Merve'nin ona yardım etmemesinden dolayı duyduğu öfkeyle ayağa kalkmaya çalıştı ancak vurulduktan sonra sert bir şekilde yere kapaklandığı için sırtı incinmişti. Vücudunu yüzükoyun bir şekilde ayarlamak için kollarından destek aldı ancak omzundaki yarayı unutmuştu. Omzuna fazla yüklenince yüzünü buruşturarak kendisini tekrar çimenlerin arasına bıraktı.

İkinci bir kalkma denemesinde bulunacakken biraz ilerisinden yükselen boğuk çığlıklar nedeniyle, korkuyla çimenlerin içine yuvarlandı. Bu sesin sahibi Merve'ydi.

Çığlıklar atan cismin üzerindeki alevler bir an da çimenlere sıçramıştı. Dillenger, Merve'nin hırıltılı vücudunun yere çöküşünü izledi ve tekrar çığlık atmamak için elleriyle ağzını kapattı. Merve gözü önünde can çekişiyordu.

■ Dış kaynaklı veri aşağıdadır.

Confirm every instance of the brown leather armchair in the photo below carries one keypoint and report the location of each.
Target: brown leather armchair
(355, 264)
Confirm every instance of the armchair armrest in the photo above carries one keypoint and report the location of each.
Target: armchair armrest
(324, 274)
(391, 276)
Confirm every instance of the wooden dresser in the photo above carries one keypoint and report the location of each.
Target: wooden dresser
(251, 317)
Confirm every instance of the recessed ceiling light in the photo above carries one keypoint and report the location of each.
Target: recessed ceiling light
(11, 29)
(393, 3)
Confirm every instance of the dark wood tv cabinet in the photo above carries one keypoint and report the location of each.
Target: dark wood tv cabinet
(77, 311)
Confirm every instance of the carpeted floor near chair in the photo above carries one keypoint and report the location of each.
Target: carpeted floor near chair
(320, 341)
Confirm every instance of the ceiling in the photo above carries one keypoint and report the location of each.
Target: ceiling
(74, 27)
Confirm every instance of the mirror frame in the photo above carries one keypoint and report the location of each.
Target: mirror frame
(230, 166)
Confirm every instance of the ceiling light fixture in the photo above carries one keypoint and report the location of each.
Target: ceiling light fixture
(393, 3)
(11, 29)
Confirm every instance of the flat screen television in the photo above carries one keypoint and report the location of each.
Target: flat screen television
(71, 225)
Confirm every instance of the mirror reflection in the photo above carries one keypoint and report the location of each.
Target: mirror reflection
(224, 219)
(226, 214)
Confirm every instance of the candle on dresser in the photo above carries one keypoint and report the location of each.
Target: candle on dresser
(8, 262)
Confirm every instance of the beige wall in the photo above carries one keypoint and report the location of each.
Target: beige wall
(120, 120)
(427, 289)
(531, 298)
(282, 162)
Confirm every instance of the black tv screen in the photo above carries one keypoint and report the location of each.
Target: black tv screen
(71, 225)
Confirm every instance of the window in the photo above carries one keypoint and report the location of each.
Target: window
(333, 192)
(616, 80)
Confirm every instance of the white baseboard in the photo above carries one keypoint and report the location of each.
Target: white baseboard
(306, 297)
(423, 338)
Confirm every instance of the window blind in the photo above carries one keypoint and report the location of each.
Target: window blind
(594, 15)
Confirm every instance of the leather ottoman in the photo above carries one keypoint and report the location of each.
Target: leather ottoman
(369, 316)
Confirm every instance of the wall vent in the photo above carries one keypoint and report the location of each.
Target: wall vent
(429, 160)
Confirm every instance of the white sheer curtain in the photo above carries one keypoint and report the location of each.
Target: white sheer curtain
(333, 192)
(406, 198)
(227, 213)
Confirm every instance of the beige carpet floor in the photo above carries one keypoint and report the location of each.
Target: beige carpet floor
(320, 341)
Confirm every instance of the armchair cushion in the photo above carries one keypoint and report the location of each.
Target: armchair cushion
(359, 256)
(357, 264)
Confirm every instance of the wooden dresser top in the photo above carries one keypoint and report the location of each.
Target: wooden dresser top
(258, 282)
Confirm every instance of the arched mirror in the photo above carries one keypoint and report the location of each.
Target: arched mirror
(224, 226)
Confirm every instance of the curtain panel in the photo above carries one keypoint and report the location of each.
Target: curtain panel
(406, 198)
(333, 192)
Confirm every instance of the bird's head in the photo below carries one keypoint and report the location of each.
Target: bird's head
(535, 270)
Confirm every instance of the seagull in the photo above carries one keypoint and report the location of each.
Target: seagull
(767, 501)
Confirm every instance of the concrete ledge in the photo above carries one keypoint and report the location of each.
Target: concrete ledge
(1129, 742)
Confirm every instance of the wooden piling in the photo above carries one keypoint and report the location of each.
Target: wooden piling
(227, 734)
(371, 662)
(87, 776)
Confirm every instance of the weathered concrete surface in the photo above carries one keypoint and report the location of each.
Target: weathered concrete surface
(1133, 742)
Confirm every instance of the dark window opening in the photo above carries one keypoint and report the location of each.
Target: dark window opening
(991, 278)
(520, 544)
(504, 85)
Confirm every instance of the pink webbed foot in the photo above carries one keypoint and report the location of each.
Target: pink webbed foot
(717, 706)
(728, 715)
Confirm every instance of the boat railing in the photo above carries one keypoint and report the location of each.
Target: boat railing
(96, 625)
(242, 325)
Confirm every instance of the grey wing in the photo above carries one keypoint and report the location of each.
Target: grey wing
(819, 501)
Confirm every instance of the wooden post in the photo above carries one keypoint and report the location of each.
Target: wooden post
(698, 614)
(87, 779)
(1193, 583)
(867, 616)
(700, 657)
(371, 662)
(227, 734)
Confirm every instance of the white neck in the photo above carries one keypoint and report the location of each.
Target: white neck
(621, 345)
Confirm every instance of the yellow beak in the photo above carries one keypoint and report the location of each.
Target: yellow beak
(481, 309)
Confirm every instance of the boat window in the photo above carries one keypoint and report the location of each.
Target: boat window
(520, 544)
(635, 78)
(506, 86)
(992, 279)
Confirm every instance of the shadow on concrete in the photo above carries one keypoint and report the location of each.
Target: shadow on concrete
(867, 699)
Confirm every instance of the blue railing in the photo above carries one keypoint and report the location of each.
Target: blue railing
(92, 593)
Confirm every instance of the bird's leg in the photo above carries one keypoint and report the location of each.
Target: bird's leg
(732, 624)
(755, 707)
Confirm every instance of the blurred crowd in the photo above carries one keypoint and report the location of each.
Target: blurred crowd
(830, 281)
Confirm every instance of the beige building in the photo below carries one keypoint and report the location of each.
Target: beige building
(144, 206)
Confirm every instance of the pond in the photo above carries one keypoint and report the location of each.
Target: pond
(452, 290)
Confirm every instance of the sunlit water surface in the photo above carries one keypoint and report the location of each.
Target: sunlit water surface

Alevlerin arasındaki vücudundan gelen yanık et kokusu midesini bulandırmıştı

Sol omzunu kullanmadan yangından olabildiğince uzağa süründü. Omzundaki acı her hareketinde daha da artsa bile can korkusundan unutmuştu. Her ne kadar uzaklaşsa bile alevlerin, ağaçların dallarını çıtırtılardan hissedebiliyordu. Ötede yanan bir çam ağacın kozalaklarını patlamasıyla, ellerini kafasının üzerinde birleştirdi. Ağaçlar bile bir parçalarını yangından uzaklaştırmaya çalışıyordu.

Daha alevlerden nasibini almamış olan bir ağacın gövdesine sarılarak ayağa kalktı. Birkaç adım sendelese bile kısa sürede kendisine gelen bacakları, onu yangından uzak bir yere taşıyordu. Nereye gittiğini bilmeden tepeden aşağıya doğru yürümek için patikaya doğru yöneldi. Nefes borusunu tıkayan dumanlardan dolayı nefes alması zorlaşmaya başlamıştı ve onu ele geçiren öksürük krizleri etrafına bakmasını zorlaştırıyordu.

Yokuş aşağıya koşarken ayağına takılan bir taş parçacığı, zaten olmayan dengesini iyice mahvetmişti. Yanındaki bir ağaç dalına tutunmaya çalışırken sol omzundaki acı nefesini kesti ve bir bıçak gibi koluna saplandı. Dünyası kararmıştı ve bacakları, vücudunun verdiği bu ani tepkiyle kasılmıştı. Durmaya çalışırken vücudu öne doğru savruldu ve aşağıya yuvarlanmaya başladı.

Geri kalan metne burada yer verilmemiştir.